For their part, smokers have returned to a higher level of acknowledgment of the risks of smoking and secondhand smoke. Further, these views coincide with slightly lower levels of smoking overall; 22% of Americans now report smoking in the past week, compared with 28% in 2001.
Gallup's annual consumption survey and the Gallup-Healthways Well-Being Index survey will continue to monitor smoking patterns and attitudes in future years.
Results for this Gallup poll are based on telephone interviews conducted July 7-10, 2011, with a random sample of 1,016 adults, aged 18 and older, living in all 50 U.S. states and the District of Columbia.

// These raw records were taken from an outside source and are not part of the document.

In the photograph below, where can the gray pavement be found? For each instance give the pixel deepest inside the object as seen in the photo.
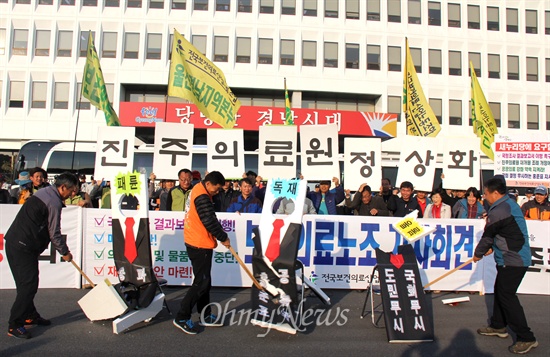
(71, 333)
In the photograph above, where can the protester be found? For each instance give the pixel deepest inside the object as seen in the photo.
(470, 206)
(539, 208)
(506, 235)
(36, 225)
(365, 204)
(200, 231)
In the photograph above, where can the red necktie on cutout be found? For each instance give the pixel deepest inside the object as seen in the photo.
(130, 250)
(274, 245)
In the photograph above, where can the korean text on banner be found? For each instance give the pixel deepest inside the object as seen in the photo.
(93, 85)
(483, 121)
(421, 120)
(194, 77)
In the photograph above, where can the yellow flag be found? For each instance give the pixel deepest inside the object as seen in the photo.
(421, 120)
(93, 85)
(195, 78)
(483, 121)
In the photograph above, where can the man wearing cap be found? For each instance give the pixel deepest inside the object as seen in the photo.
(539, 208)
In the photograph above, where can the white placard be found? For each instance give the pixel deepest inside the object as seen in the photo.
(225, 152)
(417, 162)
(277, 151)
(461, 163)
(114, 151)
(319, 152)
(362, 163)
(173, 149)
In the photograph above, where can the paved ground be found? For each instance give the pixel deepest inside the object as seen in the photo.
(72, 333)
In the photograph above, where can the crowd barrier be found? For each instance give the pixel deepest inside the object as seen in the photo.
(337, 251)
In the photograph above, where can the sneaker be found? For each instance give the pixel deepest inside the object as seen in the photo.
(522, 347)
(210, 321)
(20, 332)
(40, 321)
(489, 331)
(186, 326)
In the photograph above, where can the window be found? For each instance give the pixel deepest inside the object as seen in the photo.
(513, 67)
(199, 41)
(64, 43)
(352, 9)
(373, 10)
(352, 55)
(20, 42)
(131, 45)
(512, 20)
(200, 5)
(513, 116)
(331, 8)
(437, 108)
(266, 6)
(287, 52)
(434, 58)
(61, 95)
(394, 59)
(42, 43)
(395, 105)
(373, 57)
(473, 17)
(416, 54)
(265, 51)
(533, 117)
(455, 112)
(108, 49)
(179, 4)
(475, 58)
(434, 13)
(154, 46)
(39, 94)
(454, 15)
(532, 69)
(530, 21)
(17, 94)
(414, 12)
(221, 48)
(310, 7)
(309, 53)
(394, 10)
(492, 19)
(331, 54)
(455, 63)
(494, 66)
(288, 7)
(243, 50)
(83, 43)
(495, 109)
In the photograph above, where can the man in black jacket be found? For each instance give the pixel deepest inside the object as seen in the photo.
(35, 226)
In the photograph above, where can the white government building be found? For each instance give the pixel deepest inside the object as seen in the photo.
(335, 55)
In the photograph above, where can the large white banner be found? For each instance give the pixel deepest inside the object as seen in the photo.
(417, 162)
(173, 149)
(362, 162)
(54, 272)
(277, 151)
(225, 152)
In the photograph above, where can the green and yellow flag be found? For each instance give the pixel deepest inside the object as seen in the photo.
(421, 120)
(288, 112)
(483, 121)
(195, 78)
(93, 85)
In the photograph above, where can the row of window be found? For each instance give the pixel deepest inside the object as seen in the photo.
(108, 49)
(352, 10)
(61, 95)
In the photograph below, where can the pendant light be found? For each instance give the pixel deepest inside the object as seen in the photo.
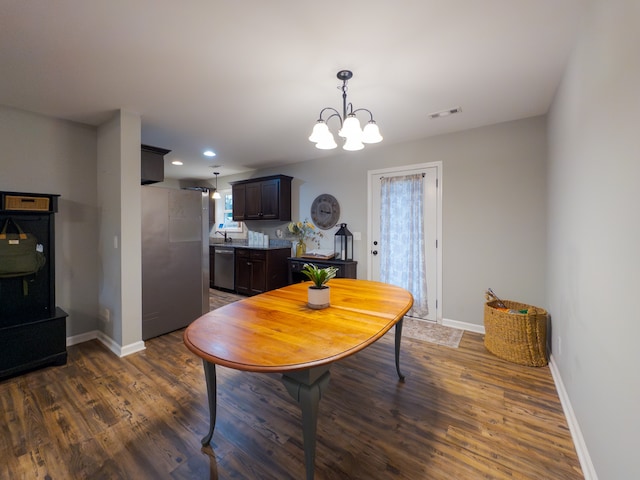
(216, 194)
(354, 136)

For results based on the total sample of national adults, one can say with 95% confidence that the maximum margin of sampling error is ±4 percentage points.
For results based on the total sample of 170 smokers, one can say with 95% confidence that the maximum margin of sampling error is ±9 percentage points.
Interviews are conducted with respondents on landline telephones and cellular phones, with interviews conducted in Spanish for respondents who are primarily Spanish-speaking. Each sample includes a minimum quota of 400 cell phone respondents and 600 landline respondents per 1,000 national adults, with additional minimum quotas among landline respondents by region. Landline telephone numbers are chosen at random among listed telephone numbers. Cell phone numbers are selected using random-digit-dial methods. Landline respondents are chosen at random within each household on the basis of which member had the most recent birthday.
Samples are weighted by gender, age, race, Hispanic ethnicity, education, region, adults in the household, and phone status (cell phone only/landline only/both, cell phone mostly, and having an unlisted landline number). Demographic weighting targets are based on the March 2010 Current Population Survey figures for the aged 18 and older non-institutionalized population living in U.S. telephone households. All reported margins of sampling error include the computed design effects for weighting and sample design.
In addition to sampling error, question wording and practical difficulties in conducting surveys can introduce error or bias into the findings of public opinion polls.